I am trying to extend “Intersection of interfaces”. So: the example that I am following is trying to find superinterfaces for RandomAccessFile (Implemented Interfaces: Closeable, DataInput, DataOutput, AutoCloseable )
and DataInputStream(Implemented Interfaces: Closeable, DataInput, AutoCloseable )
and therefore we at least have an intersection on Closeable
and DataInput
(of course I can make an intersection with AutoCloseable
):
So the code goes something like this:
private static <I extends DataInput & Closeable> Person read(I source) {
try (I input = source) {
return new Person(input.readLine(), Integer.valueOf(input.readLine()));
} catch (IOException e) {
e.printStackTrace();
return null;
}
}
And it works just great when I do:
public static void main(String[] args) throws IOException {
RandomAccessFile input = new RandomAccessFile("src\\main\\resorces\\person.txt", "rw");
Person person2 = read(input);
System.out.println(person2.toString());
}
BUT when I do:
public static void main(String[] args) throws IOException {
DataInputStream stream = new DataInputStream(new
FileInputStream("src\\main\\resorces\\person.txt"));
Person person = read(stream);
System.out.println(person.toString());
}
It throws me an execption:
Exception in thread "main" java.lang.NoSuchMethodError: `java.io.DataInput.close()V
at com.test.java8.l03.generics.Person.read(Person.java:34)

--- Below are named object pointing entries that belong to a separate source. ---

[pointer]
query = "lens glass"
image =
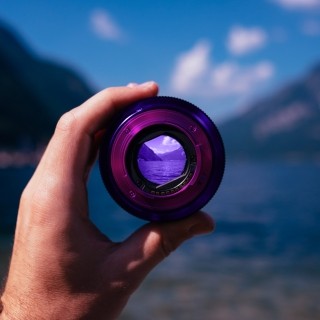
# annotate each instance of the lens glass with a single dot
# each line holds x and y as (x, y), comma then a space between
(161, 159)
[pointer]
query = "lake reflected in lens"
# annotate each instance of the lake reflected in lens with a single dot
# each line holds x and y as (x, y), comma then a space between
(161, 160)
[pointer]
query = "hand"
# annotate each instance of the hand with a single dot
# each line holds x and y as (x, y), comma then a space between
(62, 267)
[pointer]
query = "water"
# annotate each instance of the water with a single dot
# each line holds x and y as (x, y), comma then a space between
(161, 172)
(262, 262)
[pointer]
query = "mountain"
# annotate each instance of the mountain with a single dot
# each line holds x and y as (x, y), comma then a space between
(34, 92)
(177, 154)
(145, 153)
(284, 125)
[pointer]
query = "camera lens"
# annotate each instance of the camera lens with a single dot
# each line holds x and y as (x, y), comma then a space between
(162, 159)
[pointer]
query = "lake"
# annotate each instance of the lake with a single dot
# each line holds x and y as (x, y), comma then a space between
(161, 172)
(262, 262)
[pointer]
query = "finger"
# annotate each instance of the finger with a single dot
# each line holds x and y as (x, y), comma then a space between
(71, 148)
(148, 246)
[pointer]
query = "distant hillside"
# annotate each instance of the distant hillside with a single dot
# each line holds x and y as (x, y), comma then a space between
(285, 125)
(177, 154)
(145, 153)
(33, 93)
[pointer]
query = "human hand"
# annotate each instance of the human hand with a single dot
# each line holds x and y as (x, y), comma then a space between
(62, 266)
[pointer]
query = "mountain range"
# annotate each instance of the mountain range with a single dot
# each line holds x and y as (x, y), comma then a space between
(284, 125)
(34, 93)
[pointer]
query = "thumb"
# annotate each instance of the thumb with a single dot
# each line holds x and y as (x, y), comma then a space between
(148, 246)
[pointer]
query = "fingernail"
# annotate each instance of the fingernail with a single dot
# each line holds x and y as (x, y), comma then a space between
(132, 84)
(147, 84)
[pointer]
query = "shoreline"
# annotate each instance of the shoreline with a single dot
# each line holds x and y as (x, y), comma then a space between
(20, 158)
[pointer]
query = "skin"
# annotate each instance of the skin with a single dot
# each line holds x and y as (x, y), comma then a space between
(62, 266)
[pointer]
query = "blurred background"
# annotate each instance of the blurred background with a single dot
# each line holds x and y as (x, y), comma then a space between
(254, 68)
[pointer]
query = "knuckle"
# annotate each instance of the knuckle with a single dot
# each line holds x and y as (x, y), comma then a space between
(67, 121)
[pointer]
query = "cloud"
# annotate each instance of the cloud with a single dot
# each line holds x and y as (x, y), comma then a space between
(298, 4)
(190, 66)
(311, 28)
(104, 26)
(244, 40)
(231, 79)
(196, 75)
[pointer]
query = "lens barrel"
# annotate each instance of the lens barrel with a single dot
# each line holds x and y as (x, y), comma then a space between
(162, 159)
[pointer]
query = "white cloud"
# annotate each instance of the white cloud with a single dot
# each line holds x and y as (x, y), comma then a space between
(311, 28)
(299, 4)
(104, 26)
(190, 67)
(244, 40)
(220, 80)
(230, 78)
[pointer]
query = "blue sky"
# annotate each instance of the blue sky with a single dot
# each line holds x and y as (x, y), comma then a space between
(218, 54)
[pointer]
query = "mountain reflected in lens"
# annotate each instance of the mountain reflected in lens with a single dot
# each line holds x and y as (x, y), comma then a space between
(162, 159)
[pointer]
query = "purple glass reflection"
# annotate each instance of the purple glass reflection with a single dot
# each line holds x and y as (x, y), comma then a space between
(161, 159)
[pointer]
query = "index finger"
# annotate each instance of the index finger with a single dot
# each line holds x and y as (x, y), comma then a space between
(69, 149)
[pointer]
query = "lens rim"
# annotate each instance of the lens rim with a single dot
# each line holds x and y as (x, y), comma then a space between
(200, 130)
(171, 186)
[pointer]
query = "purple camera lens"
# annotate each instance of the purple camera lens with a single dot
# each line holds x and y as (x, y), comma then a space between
(162, 159)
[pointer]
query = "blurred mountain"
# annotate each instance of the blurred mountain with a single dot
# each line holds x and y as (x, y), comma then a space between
(177, 154)
(34, 92)
(145, 153)
(284, 125)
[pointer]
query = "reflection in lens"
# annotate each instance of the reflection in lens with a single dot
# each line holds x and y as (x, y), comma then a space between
(161, 159)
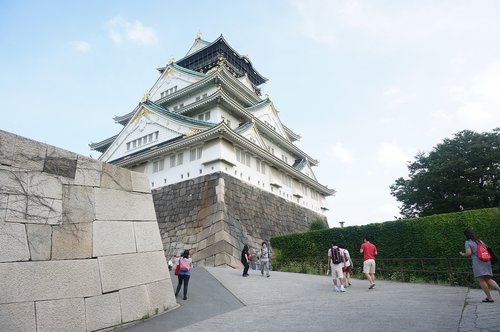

at com.test.java8.l03.generics.Person.main(Person.java:20)
Here is all of the code:
public class Person {
public static void main(String[] args) throws IOException {
/*DataInputStream stream = new DataInputStream(new FileInputStream("src\\main\\resorces\\person.txt"));
Person person = read(stream);
System.out.println(person.toString());*/
RandomAccessFile input = new
RandomAccessFile("src\\main\\resorces\\person.txt", "rw");
Person person2 = read(input); System.out.println(person2.toString());
}
private static <I extends DataInput & Closeable> Person read(I source) {
try (I input = source) {
return new Person(input.readLine(), Integer.valueOf(input.readLine()));
} catch (IOException e) {
e.printStackTrace();
return null;
}
}
private static Person read(RandomAccessFile source) {
try (RandomAccessFile input = source) {
return new Person(input.readLine(), Integer.valueOf(input.readLine()));
} catch (IOException e) {
// TODO Auto-generated catch block
e.printStackTrace();
return null;
}
}
private final String name;
private final int age;
public Person(String name, int age) {
this.name = name;
this.age = age;
}
public String getName() {
return name;
}
public int getAge() {
return age;
}
public String toString() {
return "Person [name=" + name + ", age=" + age + "]";
}
}
I would not expect this error since intersect interface I extends Closeable. Can anyone help me with this?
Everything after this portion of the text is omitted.